# Steed pond nightmare



## lunkerhunter2 (Nov 3, 2007)

If you want to see what combat fishing in utah is like, go hit Steeds Pond in Clearfield. It almost makes me sick to see what goes on at some of these places when someone sounds the alarm that fish are biting.
I caught close to 50 brood stock rainbows yesterday with my son. It was a fish on every cast, litterally! Anything chartreuse and pink would catch fish jigged slowly back to shore. It was less crowded yesterday because of the weather but today there must have been 70+ people lining the banks and i only caught 1 brook trout on a Panther Martin. One good thing though, the DNR is out in full force and writing many tickets. The guy who checked me tonight wrote a ticket last night to a guy that had 9 fish!!!!!!!!!!!! There are signs all over the place at every pond. Can these people not read??? :evil: 
End vent session, off to catch 7'+ fish in the morning!!!!!!!!!!!!!!!!!!!!!!!


----------



## troutwhisperer (Jan 1, 2009)

A few years back the Clinton pond got it,s first stocking for the year, happened to mosey down there with my fly pole. Same thing, fish on every cast, I caught 20+ in about a hours time.
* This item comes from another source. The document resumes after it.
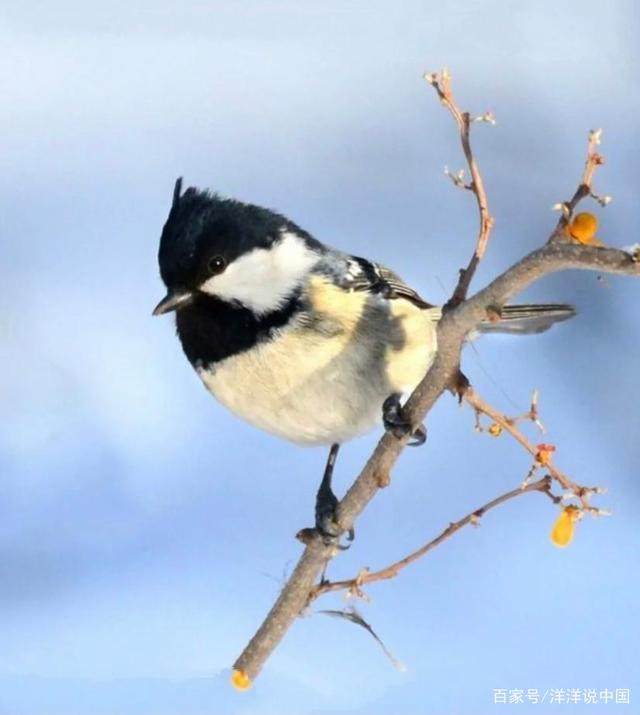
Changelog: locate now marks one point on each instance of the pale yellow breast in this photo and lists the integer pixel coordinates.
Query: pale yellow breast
(323, 379)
For the next 5 days did this every am and evening after work. Do the math this is 200+ caught in less than a week all safety released. I kept my mouth shut about it, second or third day the wife got wonderin where I was racein off too. Told her come on and keep your mouth shut!. Told her I may need a witness & time keeper I need to see how many I get in a hours time. Went on the sixth day am (saturday) and the city was having there fish thing , shoulder to shoulder fishing. :shock: -)O(- fun while it lasted. Glad they are enforcing the rules, they are only as good as they are enforced.


----------



## muysauve (Jan 7, 2008)

I'm also glad to see the DWR in full Force.... I was at the Farmington pond over the weekend with my kids and when I pulled up there was a guy putting fish into his car and then returned fishing. He said, he had caught 19, and after I left he said he had caught 26, I not sure how many he kept, but I know it was more then the 2 limit. As I was leaving the fish and game pulled up. I made sure that they checked him and gave the DWR his license plate #. There were also several other people who are completely unaware of the 2 fish limit. -)O(-


----------